In this talk, Dr Chelsea Robertson provided an informative overview of what trauma-informed education is, why it matters, and how it can be implemented. The main take-aways were that
- trauma can take many shapes and forms and is quite common in students.
- we need to rethink our definition of resilience as as strong social support an individual has access to and not something that is solely part and a characteristic of an individual. This new definition takes the pressure off the individual and offers a better way to support students.
- trauma-informed approaches can be implemented on different levels and usually benefit all students in the room.
Check out the full presentation below.
See you at the next TILE Network seminar on 19 April 2023 at 4PM (UK time) on “Rethinking One-Size-Fits-All: Education for Neurodiversity” by Dr Lorna Hamilton, Associate Professor of Psychology, York St John University.
The past few decades have seen a growing awareness of the effects trauma has on student outcomes, along with the recognition that educators have an important role in fostering their students’ positive development. Additionally, interest has grown in how educators may promote a classroom culture that fosters student growth and achievement. With this growing interest has come a focus on the effects of trauma on student outcomes and how educators can mitigate these effects.
This talk will discuss research on the prevalence and effects of Adverse Childhood Experiences (ACEs) on students’ academic, physical, cognitive, and social-emotional outcomes.
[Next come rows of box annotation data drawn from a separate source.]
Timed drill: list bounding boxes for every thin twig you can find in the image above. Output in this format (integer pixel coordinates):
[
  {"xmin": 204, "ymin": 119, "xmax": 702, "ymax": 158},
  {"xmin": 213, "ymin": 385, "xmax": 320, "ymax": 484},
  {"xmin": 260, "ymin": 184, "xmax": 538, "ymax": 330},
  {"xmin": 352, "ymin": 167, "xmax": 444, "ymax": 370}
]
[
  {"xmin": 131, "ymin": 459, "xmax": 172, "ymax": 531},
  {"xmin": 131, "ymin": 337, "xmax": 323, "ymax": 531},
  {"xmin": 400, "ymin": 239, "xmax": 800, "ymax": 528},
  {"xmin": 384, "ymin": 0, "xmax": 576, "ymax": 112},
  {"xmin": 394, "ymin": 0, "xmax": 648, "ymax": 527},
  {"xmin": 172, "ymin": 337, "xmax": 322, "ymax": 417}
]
While not all students have been exposed to trauma, all students can benefit from educators who are trauma-informed and resilience-focused.
A strong emphasis will be placed on the 6 key principles of trauma-informed care proposed by the Substance Abuse Mental Health Services Administration (SAMHSA). Special consideration will be given to how educators can use these principles to mitigate the effects of early adversity and promote resilience.
About the speaker:
Dr Chelsea Robertson received her Ph.D. in experimental psychology from East Tennessee State University in 2021 and is currently an assistant professor of psychology at West Liberty University located in northern West Virginia. Her primary research interests include early adversity and trauma- and resilience-informed teaching in the postsecondary classroom.